O Xirico do meu Avô

   


Ao meu avô

Meu grande xará


Todas manhãs, o sol arquitectava-se à beira do horizonte. O volume dos automóveis cadenciando o alcatrão pávido crescia nos meus ouvidos. A barulheira era estonteante ao caraças, não importava o tempo de estadia naquela localidade e até mesmo para os nativos. Era simplesmente abismal ter os órgãos auditivos a beber daquele desassossego que sabia a eternidade. Todavia, era naquele ambiente que gostava de habitar todos os finais de ano quando estivesse de férias.

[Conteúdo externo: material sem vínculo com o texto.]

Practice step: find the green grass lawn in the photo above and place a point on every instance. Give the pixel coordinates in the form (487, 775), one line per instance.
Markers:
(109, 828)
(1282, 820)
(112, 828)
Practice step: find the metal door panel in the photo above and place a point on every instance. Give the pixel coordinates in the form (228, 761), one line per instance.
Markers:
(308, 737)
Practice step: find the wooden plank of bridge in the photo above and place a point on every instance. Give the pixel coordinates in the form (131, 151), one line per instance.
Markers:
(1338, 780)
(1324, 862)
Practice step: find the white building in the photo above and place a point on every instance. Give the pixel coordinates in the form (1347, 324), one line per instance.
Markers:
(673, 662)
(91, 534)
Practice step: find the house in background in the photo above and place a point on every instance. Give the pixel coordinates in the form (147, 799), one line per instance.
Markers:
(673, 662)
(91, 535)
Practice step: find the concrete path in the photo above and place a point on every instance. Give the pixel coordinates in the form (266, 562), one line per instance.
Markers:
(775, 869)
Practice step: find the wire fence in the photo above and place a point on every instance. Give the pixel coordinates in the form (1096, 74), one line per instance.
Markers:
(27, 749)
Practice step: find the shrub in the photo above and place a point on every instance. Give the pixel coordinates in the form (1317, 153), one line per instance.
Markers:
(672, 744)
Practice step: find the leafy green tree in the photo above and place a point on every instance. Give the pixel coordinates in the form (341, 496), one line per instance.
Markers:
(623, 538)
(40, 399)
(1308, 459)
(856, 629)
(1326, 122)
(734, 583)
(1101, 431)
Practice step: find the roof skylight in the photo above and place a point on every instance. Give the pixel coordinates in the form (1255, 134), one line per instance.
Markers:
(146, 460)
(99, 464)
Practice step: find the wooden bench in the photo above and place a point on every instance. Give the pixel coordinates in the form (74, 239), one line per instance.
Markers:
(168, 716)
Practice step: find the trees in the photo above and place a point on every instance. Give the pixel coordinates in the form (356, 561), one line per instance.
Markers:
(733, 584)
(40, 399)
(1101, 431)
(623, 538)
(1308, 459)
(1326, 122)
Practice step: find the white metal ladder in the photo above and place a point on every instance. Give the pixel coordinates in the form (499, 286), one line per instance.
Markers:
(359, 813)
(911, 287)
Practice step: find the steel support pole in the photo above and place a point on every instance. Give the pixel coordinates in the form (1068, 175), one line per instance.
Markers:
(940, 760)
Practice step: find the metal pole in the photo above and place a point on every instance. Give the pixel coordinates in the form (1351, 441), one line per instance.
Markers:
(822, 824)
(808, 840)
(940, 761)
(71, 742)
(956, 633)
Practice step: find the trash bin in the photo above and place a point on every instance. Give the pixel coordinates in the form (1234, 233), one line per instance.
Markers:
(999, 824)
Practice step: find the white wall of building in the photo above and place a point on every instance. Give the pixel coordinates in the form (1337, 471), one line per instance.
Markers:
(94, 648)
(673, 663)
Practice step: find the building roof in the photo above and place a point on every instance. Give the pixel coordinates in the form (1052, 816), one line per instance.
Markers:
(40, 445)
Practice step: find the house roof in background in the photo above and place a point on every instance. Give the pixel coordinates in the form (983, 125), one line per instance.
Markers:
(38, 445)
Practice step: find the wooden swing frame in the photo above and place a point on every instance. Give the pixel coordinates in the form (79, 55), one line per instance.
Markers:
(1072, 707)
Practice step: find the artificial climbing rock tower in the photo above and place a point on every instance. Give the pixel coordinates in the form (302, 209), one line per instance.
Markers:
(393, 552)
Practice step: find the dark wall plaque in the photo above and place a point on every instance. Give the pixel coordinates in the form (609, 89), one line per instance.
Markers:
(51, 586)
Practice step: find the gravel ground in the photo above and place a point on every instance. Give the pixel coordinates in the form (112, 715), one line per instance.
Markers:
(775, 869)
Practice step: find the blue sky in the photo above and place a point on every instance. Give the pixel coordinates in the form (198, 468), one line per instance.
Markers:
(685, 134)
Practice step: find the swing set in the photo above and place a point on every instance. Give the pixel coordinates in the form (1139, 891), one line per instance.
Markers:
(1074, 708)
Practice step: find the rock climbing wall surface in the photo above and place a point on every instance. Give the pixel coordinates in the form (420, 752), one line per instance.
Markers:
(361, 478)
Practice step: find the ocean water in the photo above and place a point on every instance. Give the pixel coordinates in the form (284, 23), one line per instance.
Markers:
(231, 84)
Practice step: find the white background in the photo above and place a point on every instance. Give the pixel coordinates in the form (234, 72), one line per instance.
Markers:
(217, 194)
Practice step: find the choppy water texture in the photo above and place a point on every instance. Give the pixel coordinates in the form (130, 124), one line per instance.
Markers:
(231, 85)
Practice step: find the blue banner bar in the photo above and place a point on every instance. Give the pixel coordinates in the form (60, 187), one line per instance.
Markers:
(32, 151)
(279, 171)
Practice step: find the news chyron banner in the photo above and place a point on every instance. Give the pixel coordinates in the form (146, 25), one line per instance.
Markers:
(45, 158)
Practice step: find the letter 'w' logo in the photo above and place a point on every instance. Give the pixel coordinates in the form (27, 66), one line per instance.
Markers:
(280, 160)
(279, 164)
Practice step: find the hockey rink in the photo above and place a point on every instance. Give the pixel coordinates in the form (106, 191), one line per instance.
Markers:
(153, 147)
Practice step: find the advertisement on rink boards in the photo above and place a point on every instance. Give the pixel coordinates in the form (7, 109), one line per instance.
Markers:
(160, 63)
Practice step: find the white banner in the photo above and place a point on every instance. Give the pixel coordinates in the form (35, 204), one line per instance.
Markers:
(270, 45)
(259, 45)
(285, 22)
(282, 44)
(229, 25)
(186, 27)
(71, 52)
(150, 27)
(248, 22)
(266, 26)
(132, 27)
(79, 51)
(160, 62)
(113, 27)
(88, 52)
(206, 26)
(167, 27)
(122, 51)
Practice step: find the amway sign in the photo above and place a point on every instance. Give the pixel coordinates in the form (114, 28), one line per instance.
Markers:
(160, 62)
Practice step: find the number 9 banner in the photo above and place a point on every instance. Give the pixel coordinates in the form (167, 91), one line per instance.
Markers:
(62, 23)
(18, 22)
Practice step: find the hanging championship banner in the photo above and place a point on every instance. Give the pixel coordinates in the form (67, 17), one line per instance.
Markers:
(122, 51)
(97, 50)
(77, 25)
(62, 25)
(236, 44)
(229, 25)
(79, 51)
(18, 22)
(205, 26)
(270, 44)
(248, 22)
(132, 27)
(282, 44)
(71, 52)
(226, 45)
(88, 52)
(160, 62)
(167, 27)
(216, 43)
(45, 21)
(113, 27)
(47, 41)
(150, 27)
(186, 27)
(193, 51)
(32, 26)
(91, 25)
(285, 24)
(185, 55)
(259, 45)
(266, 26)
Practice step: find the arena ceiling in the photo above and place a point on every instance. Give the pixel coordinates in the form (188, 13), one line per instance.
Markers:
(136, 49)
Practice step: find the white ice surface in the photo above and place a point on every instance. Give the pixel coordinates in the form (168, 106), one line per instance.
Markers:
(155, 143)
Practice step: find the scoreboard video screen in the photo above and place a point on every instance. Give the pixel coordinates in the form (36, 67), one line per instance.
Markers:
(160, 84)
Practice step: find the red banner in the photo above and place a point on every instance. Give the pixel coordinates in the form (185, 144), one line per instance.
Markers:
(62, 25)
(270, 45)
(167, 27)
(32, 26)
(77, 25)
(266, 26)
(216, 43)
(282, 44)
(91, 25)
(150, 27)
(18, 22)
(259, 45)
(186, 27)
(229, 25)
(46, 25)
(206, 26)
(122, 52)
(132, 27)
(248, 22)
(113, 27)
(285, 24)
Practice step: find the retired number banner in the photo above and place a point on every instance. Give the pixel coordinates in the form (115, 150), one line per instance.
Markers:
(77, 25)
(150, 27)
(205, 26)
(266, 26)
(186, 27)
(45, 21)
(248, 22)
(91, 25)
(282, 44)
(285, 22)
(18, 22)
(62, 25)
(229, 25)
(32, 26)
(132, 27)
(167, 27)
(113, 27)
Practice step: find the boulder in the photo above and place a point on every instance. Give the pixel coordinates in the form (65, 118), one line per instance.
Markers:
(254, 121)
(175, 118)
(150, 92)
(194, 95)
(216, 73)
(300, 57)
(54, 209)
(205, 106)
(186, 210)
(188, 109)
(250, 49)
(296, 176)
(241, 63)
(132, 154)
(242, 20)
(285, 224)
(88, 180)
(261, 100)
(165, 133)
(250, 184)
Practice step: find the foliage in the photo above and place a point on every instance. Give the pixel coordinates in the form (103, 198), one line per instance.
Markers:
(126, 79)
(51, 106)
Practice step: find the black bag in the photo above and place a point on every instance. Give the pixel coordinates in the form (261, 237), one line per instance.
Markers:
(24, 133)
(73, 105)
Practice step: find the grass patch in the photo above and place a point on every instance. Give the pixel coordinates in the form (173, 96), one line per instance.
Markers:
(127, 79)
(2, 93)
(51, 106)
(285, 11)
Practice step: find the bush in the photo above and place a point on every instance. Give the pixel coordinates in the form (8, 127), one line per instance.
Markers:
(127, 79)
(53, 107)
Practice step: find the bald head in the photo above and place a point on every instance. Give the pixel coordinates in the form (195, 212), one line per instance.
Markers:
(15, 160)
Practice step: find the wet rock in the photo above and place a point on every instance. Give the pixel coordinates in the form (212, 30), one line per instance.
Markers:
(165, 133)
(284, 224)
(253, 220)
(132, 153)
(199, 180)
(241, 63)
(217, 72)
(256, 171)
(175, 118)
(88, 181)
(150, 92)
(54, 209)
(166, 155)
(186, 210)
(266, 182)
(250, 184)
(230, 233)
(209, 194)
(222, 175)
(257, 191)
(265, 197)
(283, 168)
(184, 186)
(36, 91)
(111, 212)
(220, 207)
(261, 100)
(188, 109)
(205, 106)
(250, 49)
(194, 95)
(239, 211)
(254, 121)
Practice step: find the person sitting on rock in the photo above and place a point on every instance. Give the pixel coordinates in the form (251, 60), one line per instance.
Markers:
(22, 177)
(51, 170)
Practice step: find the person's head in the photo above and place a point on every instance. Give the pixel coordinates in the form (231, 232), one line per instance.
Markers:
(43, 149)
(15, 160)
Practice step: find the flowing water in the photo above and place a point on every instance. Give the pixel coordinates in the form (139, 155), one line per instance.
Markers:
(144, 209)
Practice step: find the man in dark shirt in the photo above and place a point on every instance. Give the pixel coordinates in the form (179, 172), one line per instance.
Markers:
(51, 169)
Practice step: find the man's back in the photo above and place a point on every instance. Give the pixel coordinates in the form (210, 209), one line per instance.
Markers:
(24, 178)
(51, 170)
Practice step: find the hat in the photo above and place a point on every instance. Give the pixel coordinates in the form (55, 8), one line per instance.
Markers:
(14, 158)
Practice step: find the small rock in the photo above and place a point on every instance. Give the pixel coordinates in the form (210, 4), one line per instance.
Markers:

Apesar do número de visitantes engordar durante a época natalícia e festiva, o meu avô gostava muito de receber os seus netos. O sorriso rasgado, carimbado na sua face dizia tudo; aliás o seu rosto acendia de alegria ao ver todos os netos reunidos no seu quintal apertado. Os mimos e a libertinagem que desabrochavam das asas do seu abraço eram o motivo daquela onda infantil que lhe costumava ir visitar todas as vezes na fase derradeira do ano.

O cinismo de criança possuía-me todo logo que ficava de frente com o meu avô. Meu corpo descansava apaziguado quando deitava-me no seu colo afável, com os seus braços frágeis e mãos macias acariciava-me a cabecinha confortando minha alma. Na maioria das vezes eu fazia um olhar de esguelha e correspondia a sua atenção passando minhas mãozinhas na sua barba grisalha que dava uma sensação de um mar de espinhos a fazer cócegas nas mãos.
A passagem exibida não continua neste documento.